When a company like Yahoo buys a web widget company for a few tens of millions, nobody usually pays much attention. This week, however, Yahoo’s purchase of Summly is making international headlines, but for all the wrong reasons—reasons that entirely miss why Summly is exciting.
Most of the stories focus on the fact that Summly’s CEO, Nick D’Aloisio, is 17 years old, and sold the company for as much as $30 million. Other than stirring feelings of tremendous inadequacy in most of us, that story will get boring in a few days.
And then there are the descriptions of what Summly does: It takes long news stories and squishes them into 400-character summaries for cell phone screens, because nobody allegedly wants to read long text on cell phones. This application, though, is a Trojan horse. For one thing, the summaries can be inaccurate. For another, consumers are increasingly showing they’ll read whole stinkin’ books on a phone. If this is all Summly is about, Yahoo is wasting its money.

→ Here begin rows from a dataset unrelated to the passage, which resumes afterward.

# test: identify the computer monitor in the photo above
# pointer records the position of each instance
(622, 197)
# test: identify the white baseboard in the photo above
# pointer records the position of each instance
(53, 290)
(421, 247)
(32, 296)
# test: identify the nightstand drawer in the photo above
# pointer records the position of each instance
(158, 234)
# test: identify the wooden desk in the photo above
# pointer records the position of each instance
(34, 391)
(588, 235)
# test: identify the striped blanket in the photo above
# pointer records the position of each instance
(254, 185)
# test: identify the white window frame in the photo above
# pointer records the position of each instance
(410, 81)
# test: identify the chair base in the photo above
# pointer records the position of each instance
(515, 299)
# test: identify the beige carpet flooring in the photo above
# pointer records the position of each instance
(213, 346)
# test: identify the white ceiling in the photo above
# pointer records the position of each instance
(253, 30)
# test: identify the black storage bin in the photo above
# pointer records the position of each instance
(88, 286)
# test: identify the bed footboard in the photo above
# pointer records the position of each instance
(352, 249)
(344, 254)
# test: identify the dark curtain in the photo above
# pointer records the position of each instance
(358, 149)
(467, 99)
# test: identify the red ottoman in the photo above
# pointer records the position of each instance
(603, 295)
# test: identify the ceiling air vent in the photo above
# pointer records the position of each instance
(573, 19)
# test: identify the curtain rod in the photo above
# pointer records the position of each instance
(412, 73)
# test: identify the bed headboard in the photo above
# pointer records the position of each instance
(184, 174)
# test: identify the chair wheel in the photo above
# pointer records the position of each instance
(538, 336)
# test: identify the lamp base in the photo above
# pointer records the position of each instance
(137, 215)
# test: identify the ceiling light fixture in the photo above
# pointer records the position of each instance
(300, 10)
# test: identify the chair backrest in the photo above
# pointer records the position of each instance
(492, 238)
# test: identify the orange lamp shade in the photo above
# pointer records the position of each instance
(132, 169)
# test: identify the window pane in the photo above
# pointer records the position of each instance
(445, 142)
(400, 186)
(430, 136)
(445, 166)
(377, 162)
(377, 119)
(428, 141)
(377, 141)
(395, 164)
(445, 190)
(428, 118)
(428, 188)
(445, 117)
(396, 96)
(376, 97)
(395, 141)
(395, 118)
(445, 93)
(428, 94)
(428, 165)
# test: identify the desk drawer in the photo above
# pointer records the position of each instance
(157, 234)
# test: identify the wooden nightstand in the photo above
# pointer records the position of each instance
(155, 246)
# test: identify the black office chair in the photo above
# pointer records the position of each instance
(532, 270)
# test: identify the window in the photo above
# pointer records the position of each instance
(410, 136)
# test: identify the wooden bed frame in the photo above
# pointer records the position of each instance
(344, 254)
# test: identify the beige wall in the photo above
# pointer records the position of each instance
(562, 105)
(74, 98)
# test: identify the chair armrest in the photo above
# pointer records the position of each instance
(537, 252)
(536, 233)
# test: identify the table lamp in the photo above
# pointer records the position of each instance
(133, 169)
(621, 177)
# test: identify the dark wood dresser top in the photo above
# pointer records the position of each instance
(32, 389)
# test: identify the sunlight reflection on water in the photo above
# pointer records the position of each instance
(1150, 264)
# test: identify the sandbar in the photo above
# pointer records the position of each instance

A Summly article for iPhone 5
A Summly article for iPhone 5

But look more closely at the technological ambition behind Summly, provided in part by D’Aloisio, who seems to be a uniquely adept programmer, and the company’s partner, the scientific research firm SRI International. The heart of Summly today is still-crude natural language processing technology that “reads” a news story and attempts to understand it the way a human might—and then generate a summary based on that understanding. This is not just extraction—which looks for key words as clues to topics and meanings—but an attempt at abstraction, which is harder. Abstraction uses software to first understand, then summarize.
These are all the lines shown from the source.